Barzun has got me very excited about reading the old stuff again, and THROUGH READING IT, reconnecting to OUR shared cultural heritage.
I'm going to read some Pascal, Montaigne and Rousseau over the summer, since I won't have too much access to a piano, anyway.
I agree with you about blogging.
I will not be returning to naked capitalism.
It is too big a place, too many people running around there. Not really a blog FAMILY, like what I have/had with SuddenDebt, when Thai was still there. Too many... really disillusioned, unhappy, cynical people on naked capitalism too.
You know... the people I hang out with on my loony forum, the ones who are living with very little money, and in indescriptable suffering sometimes (they're not saints, don't get that idea...) they manage to sound less disillusioned than that somewhat whiny American middle class that still hasn't even begun to see material hardship...
A little bit like we noticed in France that the people who voted extreme right for an anti immigration platform were often the people who didn't even have an Arab person in their town... Unbelievable, huh ??
Sounds like you're a polyvalent person for music, and I think that's a great thing too. Listening to lots of different stuff, well that's.. DIVERSITY, right ? ;-)
Good for you.
By the way... I REALLY sympathize with your shoulder problems.
ReplyDeleteI have shoulder problems too. (Since last September.)
But I'm a bad girl. I haven't been to the doctor to get anything diagnosed...
Maybe next September.
About the docs... I learned when my daughter was little that there is no one standard opinion on what's wrong with you.
Most often... you have 4 docs, and 4 different opinions... (Glenn on naked capitalism seemed to feel that medecine was a science, but, well that was because he believes in science, right ??)

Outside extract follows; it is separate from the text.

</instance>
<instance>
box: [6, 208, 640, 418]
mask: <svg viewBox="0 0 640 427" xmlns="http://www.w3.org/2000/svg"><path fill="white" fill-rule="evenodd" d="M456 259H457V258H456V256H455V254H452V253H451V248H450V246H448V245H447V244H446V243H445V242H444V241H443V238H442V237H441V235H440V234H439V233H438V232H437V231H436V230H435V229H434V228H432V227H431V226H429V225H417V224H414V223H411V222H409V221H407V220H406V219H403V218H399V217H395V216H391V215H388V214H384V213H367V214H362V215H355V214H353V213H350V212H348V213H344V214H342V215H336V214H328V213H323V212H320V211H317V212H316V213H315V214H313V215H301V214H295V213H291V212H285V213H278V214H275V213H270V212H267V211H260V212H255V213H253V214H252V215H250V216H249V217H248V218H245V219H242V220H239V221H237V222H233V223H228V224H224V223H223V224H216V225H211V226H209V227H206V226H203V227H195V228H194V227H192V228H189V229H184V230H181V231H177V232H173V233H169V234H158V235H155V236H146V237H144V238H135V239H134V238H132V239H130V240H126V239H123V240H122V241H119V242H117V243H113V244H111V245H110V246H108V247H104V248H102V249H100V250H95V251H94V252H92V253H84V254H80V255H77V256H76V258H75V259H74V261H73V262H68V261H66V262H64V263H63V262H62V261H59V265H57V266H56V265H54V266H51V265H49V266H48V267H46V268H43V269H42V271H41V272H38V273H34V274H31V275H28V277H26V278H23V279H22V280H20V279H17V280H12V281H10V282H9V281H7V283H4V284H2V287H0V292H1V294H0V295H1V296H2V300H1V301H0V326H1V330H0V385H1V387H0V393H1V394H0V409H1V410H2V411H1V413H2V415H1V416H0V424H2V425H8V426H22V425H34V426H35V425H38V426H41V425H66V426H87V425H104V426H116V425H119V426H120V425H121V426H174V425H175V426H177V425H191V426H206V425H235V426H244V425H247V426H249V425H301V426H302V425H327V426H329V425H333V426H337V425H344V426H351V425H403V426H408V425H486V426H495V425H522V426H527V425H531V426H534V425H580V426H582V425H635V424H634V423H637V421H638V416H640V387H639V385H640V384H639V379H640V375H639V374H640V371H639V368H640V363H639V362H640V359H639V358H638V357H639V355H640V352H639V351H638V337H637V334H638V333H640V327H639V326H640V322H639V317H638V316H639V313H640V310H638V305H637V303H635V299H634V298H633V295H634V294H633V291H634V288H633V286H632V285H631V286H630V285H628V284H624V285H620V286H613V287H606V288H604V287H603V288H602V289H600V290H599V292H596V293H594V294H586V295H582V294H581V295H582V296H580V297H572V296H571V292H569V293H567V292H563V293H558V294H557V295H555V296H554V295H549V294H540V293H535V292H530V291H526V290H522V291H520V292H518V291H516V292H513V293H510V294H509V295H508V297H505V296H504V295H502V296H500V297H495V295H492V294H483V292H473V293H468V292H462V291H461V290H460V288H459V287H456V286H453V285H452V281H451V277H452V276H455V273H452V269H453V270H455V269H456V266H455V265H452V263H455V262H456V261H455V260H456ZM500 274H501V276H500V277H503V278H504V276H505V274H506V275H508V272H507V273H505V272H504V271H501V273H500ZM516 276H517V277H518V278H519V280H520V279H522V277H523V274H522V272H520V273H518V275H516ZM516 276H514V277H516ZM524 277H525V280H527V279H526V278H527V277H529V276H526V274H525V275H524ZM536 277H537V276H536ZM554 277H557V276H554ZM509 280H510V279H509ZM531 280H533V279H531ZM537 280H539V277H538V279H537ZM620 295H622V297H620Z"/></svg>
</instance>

For mechanical problems, I get a good opinion from an experienced physical therapist, because they are up to their elbows in mechanical problems, and very often have a more holistic approach to mechanical problems than the docs, who can be very compartimentalized (separation, I think in your above comment...).
With time, I have learned to remedy my different mechanical problems THROUGH piano practice, for example. Playing the piano really TREATS my ills, you know. It is a way of relaxing muscles that get all knotted up through tension.
The bottome line, I guess, is to find somebody, doc or not, whom you TRUST, because any treatment works much better if you trust the person who is treating..
Take care.
Hey.... we can discuss our aches and pains, huh, like Montaigne, who wrote whole chapters on the functioning of his bowels ?? ;-)
Gotta find the right words, though.
No dry and dusty stuff for me...
Poor diagnoses cost me dear. Get a scan and get yourself to a good orthopedist asap. For me it means up to two years off my bicycle, the only way I have of staying fit. I have a sit down job and sit down hobbies, so very little time to move and be physical. Not good.
ReplyDeleteSo don't wait. Get your shoulder seen to! An ounce of prevention is worth a pound of cure!